Celecoxib treatment potentiates the effects of indomethacin on T cell responsiveness in vitro. We measured the effects of indomethacin on the ability of CD4⁺ and CD8⁺ T cells to produce the proinflammatory cytokines IFN-γ and TNF-α in response to stimulation with CD2/3/28-coated microbeads (compared to beads alone). PBMC were pretreated with indomethacin overnight prior to stimulation with beads. Celecoxib (COX-2i) treatment for 12 weeks potentiated the effects of indomethacin with respect to production of both IFN-γ and TNF-α in CD4⁺ as well as CD8⁺ T cells. Individual effects of indomethacin pretreatment are indicated for baseline and the study end at week 12.

Fig. 6.

Results of vaccine substudy. The two left panels show changes in antibody levels from weeks 6 to 12 after vaccination with TT and PP vaccines.
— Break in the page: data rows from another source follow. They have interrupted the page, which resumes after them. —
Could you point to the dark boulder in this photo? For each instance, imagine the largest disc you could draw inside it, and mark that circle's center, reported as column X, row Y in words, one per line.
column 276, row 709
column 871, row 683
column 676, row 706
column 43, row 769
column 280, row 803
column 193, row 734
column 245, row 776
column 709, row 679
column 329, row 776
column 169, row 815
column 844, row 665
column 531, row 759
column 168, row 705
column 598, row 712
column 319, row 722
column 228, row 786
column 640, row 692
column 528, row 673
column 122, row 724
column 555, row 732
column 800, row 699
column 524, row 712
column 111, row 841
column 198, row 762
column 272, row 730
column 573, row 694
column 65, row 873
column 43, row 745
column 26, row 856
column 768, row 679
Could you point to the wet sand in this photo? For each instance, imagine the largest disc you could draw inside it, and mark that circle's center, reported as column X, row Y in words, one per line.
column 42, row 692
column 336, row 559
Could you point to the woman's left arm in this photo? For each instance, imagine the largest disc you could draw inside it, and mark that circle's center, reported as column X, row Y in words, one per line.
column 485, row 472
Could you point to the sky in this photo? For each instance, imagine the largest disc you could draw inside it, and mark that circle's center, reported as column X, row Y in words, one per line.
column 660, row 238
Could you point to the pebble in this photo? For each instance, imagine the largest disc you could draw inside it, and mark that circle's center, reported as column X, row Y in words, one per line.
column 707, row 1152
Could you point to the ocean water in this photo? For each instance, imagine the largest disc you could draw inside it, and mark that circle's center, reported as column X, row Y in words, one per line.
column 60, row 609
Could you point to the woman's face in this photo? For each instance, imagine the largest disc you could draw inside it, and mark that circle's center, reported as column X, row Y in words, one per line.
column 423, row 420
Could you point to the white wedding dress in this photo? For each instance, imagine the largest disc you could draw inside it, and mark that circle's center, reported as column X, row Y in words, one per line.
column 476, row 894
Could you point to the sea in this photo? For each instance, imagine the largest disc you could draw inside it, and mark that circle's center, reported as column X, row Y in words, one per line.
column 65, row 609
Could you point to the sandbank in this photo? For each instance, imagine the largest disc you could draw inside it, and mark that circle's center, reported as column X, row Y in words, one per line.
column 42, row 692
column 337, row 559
For TT responses, only recall responses are shown, i.e., responses for those who had measurable anti-TT at baseline and for whom a single vaccine would be expected to be sufficient to induce a recall response. The right panel shows the groupwise variations in TT/PP response ratios, with a relative dominance of TT responses in the celecoxib group. Medians and interquartile ranges are indicated.